Colombo considered the film as "part of a cynical, concerted and orchestrated campaign that is strategically driven and aimed at influencing debate in the council on Sri Lanka," he said.
Some footage of troops executing naked and blindfolded prisoners are from "trophy videos" taken by government soldiers on mobile phones, according to Macrae, whose two previous films on Sri Lanka's civil war were broadcast by Britain's Channel 4.
Balachandran Prabhakaran, a 12-year-old son of the slain Tamil Tiger founder Velupillai Prabhakaran,
is shown in a series of photographs in the last hours of his short
life.

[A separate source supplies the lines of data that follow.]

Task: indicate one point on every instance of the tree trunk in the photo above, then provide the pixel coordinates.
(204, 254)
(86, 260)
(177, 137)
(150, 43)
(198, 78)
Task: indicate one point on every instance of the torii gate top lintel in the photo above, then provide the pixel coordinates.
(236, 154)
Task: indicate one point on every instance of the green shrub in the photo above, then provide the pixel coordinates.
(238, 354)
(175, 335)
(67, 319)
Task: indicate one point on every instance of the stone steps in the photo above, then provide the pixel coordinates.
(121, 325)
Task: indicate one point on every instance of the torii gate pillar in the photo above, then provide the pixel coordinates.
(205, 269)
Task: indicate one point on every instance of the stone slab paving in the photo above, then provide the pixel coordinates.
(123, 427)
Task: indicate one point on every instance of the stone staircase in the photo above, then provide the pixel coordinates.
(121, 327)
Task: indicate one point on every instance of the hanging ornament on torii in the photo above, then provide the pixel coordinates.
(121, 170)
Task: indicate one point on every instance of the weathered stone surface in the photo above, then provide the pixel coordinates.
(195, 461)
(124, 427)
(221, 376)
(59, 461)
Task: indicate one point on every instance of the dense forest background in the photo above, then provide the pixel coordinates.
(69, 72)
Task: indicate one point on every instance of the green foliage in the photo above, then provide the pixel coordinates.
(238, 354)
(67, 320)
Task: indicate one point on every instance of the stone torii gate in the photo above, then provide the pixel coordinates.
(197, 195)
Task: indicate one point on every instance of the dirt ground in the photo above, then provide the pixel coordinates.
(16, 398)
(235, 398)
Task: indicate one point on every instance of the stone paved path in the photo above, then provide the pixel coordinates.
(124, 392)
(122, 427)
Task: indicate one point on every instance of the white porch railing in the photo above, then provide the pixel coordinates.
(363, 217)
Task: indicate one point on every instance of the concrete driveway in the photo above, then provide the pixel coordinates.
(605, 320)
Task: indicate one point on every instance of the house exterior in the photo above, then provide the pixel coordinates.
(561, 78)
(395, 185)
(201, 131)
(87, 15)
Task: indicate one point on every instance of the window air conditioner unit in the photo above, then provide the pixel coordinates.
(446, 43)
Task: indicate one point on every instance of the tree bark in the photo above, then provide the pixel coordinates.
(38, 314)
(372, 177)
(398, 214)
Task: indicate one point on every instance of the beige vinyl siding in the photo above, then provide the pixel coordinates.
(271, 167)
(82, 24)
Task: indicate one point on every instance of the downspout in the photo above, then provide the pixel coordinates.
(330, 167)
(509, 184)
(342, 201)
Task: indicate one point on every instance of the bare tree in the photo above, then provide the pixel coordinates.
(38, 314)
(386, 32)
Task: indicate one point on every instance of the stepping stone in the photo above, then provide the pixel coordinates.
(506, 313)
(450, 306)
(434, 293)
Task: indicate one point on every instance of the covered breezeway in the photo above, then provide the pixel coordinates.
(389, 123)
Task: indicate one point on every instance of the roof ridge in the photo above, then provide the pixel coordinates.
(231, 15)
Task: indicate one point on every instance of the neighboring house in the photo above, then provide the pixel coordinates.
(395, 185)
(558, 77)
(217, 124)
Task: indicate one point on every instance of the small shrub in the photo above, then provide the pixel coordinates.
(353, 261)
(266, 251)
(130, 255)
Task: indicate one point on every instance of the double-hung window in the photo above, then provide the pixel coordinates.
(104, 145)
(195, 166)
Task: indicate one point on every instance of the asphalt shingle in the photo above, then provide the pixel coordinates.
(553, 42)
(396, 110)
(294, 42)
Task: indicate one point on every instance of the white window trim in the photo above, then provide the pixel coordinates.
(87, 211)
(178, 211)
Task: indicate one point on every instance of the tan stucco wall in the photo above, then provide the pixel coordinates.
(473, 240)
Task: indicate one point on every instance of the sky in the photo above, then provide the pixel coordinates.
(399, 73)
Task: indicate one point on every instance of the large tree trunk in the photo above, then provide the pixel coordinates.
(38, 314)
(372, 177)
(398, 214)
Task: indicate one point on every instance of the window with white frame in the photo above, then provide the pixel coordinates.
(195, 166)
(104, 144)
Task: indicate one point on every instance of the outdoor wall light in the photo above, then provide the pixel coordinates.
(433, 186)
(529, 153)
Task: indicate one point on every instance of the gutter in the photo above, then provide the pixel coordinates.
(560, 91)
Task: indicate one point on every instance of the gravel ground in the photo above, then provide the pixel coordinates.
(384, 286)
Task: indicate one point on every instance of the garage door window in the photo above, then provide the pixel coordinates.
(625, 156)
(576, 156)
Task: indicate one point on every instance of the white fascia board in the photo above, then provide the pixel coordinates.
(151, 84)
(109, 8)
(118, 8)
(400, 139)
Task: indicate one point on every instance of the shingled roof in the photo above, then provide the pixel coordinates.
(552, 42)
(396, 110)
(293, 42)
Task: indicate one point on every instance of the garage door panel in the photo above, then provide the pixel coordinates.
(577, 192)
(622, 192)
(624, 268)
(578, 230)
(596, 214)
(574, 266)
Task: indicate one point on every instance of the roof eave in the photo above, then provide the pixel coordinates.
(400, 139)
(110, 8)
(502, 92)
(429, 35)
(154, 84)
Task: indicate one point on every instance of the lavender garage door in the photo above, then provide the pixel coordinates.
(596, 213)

He is first shown eating a biscuit while held captive by soldiers,
then shot dead along with other men presumed to be his bodyguards.
Rights groups and a member of a U.N. expert panel set up by U.N. Secretary-General Ban Ki-moon said the footage corresponded to evidence they had gathered from the conflict.
The panel, whose findings have been rejected by the Sri Lankan government,
said the army committed large-scale abuses and that as many as 40,000
civilians were killed in the last months of the conflict.
Julie de Rivero, director of the Geneva office of Human Rights Watch, one of the organizers, said: "The Human Rights Council cannot continue to ignore the call for an independent international investigation into war crimes that were committed.
"All our investigations corroborate what is shown in this film, that civilians were indiscriminately targeted, that thousands and thousands and thousands of them died unjustly."
(This version of the story adds desciption in paragraph 12 of scene featuring Prabhakaran's son; in paragraph 13 replaces quote that pertained to another scene in film.)